For in the last nine months Dominic Iglesias' habits and outlook had changed notably. The values were altered. It would be far harder to return to the monotonous routine of business life now—even though a fine revenge, a delicate heaping of coals of fire, accompanied that return—than it had been to part company with it last year. Loneliness, the emptiness induced by absence of definite employment, no longer oppressed him. Holy Church had cured all that, giving him a definite place, and definite purpose, beautiful duties of prayer and worship, the restrained, yet continuous, excitement of the pushing forward of soul and spirit upon the fair, strange, daily, hourly journey towards the far horizon and the friendship of Almighty God. His retirement had become very dear to him, since it afforded scope for the conscious prosecution of that journey. Dominic's state of mind, in short, was that of the lover who dreads any and every outside demand which may, even momentarily, distract his attention from the object of his love. Threadneedle Street, the glass and mahogany walled corridors, and the moral atmosphere of them—money-getting and of this world conspicuously worldly—were not these ironically antagonistic to the journey upon which he had set forth and the habit of mind necessary to the successful prosecution of it? There was Poppy St. John, too, and the closer relation of friendship into which he had just entered with her. This must not be neglected. And, thinking of her, he could not but think of that younger son of the great banking-house, Alaric Barking, and his dealings with her—enjoying her as long as it suited him to do so, leaving her as soon as his passion cooled and a more advantageous social connection presented itself. Towards the handsome young soldier Iglesias was, it must be owned, somewhat merciless. Why should he go to the rescue of this young libertine's family, and indirectly facilitate his marriage, and increase its promise of happiness, by helping to secure him an otherwise vanishing fortune? Let him pay the price of his illicit pleasures and become a pauper. Such a consummation Dominic admitted he, personally, could face with entire resignation.

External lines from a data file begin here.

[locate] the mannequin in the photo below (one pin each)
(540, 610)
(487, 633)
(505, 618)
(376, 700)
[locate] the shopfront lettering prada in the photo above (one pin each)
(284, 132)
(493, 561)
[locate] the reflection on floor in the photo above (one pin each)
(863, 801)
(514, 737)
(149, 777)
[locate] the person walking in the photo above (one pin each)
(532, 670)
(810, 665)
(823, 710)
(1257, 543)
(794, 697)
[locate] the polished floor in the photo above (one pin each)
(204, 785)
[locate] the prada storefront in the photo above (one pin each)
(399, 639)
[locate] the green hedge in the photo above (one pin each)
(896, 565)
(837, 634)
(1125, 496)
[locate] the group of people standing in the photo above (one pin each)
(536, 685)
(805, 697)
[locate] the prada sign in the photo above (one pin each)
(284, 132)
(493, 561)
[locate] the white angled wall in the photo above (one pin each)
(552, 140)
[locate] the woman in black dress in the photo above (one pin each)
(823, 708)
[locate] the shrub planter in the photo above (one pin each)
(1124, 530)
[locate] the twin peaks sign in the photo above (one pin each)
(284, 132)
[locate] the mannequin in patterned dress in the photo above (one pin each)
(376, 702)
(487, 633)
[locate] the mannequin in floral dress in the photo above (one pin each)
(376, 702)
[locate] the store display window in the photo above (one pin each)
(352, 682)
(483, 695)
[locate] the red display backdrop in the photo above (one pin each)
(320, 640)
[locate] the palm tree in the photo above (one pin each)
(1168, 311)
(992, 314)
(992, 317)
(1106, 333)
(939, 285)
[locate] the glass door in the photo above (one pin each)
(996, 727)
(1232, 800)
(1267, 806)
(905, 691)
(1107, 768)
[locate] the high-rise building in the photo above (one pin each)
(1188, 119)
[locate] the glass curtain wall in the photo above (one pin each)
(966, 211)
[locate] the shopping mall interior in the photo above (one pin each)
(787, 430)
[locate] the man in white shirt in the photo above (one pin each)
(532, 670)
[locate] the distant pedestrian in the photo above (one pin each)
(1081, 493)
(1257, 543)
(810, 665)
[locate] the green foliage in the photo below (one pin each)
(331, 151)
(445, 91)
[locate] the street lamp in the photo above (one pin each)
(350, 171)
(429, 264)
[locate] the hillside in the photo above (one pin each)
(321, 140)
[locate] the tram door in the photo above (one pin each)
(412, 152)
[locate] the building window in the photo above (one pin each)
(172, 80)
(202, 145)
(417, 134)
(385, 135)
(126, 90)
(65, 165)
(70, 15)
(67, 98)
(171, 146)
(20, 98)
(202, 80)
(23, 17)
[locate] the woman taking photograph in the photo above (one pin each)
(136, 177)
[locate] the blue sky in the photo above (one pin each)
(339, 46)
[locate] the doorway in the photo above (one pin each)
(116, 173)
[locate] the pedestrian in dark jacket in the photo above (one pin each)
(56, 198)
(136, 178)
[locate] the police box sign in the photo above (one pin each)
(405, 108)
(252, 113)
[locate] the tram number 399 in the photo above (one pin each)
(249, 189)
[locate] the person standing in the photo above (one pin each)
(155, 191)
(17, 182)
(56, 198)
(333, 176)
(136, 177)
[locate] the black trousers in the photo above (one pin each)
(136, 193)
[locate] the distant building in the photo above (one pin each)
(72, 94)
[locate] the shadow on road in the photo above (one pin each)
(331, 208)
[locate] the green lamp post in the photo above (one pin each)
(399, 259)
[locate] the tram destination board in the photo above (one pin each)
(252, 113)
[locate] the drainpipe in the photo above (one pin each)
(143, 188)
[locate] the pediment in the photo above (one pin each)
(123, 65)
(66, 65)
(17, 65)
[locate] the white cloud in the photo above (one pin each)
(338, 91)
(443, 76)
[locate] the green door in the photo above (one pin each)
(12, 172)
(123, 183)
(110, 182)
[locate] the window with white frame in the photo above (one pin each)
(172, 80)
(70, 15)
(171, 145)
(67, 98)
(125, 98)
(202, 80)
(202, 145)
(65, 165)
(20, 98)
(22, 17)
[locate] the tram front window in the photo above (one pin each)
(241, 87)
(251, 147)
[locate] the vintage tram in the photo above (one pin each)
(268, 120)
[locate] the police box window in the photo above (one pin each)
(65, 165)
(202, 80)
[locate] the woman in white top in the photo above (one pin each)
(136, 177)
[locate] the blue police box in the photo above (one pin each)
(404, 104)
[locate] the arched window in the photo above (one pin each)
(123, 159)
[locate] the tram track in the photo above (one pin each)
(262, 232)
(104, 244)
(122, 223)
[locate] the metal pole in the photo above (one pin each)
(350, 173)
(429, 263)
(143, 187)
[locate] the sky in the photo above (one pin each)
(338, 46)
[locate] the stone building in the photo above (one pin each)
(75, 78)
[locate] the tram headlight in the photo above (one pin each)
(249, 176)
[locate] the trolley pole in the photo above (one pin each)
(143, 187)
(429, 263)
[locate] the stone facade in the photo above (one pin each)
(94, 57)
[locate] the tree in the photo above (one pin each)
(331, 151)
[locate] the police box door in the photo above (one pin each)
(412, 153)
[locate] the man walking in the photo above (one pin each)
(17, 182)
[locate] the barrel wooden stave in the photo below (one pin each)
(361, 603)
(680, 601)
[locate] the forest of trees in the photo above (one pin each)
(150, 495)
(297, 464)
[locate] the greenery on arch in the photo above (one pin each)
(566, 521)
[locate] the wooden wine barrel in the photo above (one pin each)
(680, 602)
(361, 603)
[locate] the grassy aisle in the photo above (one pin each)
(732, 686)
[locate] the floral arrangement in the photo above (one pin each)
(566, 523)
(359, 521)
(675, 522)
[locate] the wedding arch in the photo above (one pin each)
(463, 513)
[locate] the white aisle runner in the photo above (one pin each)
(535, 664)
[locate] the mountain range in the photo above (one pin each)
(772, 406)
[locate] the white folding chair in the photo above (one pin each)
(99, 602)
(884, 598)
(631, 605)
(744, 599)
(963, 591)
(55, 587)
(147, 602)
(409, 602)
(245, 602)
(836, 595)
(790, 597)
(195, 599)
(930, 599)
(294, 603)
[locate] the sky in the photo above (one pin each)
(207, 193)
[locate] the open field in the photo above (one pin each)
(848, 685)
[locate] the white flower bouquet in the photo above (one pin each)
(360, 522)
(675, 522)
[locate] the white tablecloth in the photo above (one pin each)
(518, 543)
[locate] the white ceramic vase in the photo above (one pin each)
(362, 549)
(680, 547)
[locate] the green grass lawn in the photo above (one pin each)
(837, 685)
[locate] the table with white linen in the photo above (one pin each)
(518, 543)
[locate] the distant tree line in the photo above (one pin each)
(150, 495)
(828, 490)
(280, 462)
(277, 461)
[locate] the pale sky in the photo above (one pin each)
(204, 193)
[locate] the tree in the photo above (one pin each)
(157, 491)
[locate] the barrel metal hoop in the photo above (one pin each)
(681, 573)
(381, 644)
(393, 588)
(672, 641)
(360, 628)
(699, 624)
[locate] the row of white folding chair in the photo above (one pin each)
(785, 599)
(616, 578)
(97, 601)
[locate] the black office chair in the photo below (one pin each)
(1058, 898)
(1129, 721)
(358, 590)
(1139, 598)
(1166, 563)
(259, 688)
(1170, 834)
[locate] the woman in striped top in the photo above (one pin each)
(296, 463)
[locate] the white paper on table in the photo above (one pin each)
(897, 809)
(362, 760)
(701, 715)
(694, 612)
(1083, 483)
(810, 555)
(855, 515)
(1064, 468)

And yet—yet—on closer examination were not these reasons against undertaking the work offered him based upon personal disinclination, personal animosity, rather than upon plain right and wrong, and, consequently, were they not insufficient to justify abstention and refusal? That earlier dream of his, on the night following his dismissal last year, came back to him, with its touching memories of the narrow town garden behind the old house in Holland Street, Kensington—the golden laburnum, the shallow stone basin beloved of sooty sparrows, poor, dear Pascal Pelletier and his Huntley & Palmer's biscuit-box infernal machine and very crude methods of adjusting the age-old quarrel between capital and labour. On that occasion the lonely little boy, though at risk of grave injury to himself, had not hesitated to save the ill-favoured chunk-faced grey cat—which bore in speech and appearance so queer a likeness to Sir Abel Barking—from the ugly fate awaiting it. He had gathered it tenderly in his arms, pitying and striving to heal it. Was the child, by instinct, finer, nobler, more self-forgetful, than the man in the full possession of reason, instructed in the divine science, fortified by the example and merits of the saints? That would, indeed, be a melancholy conclusion. And so it occurred to him, not merely as conceivable but as incontestable, that the road to the far horizon, instead of leading in the opposite direction to the city banking-house, for him, at this particular juncture, led directly into and through it; so that to refuse would be to stray from the straight path and risk the obscuring of the blessed light by a cowardly and selfish lust of the immediate comfort of it.

He would go and help those distracted plucked geese to grow new feathers. Only to do so meant time, labour, unremitting application, a wholesale sacrifice of leisure; so he must see Poppy St. John first.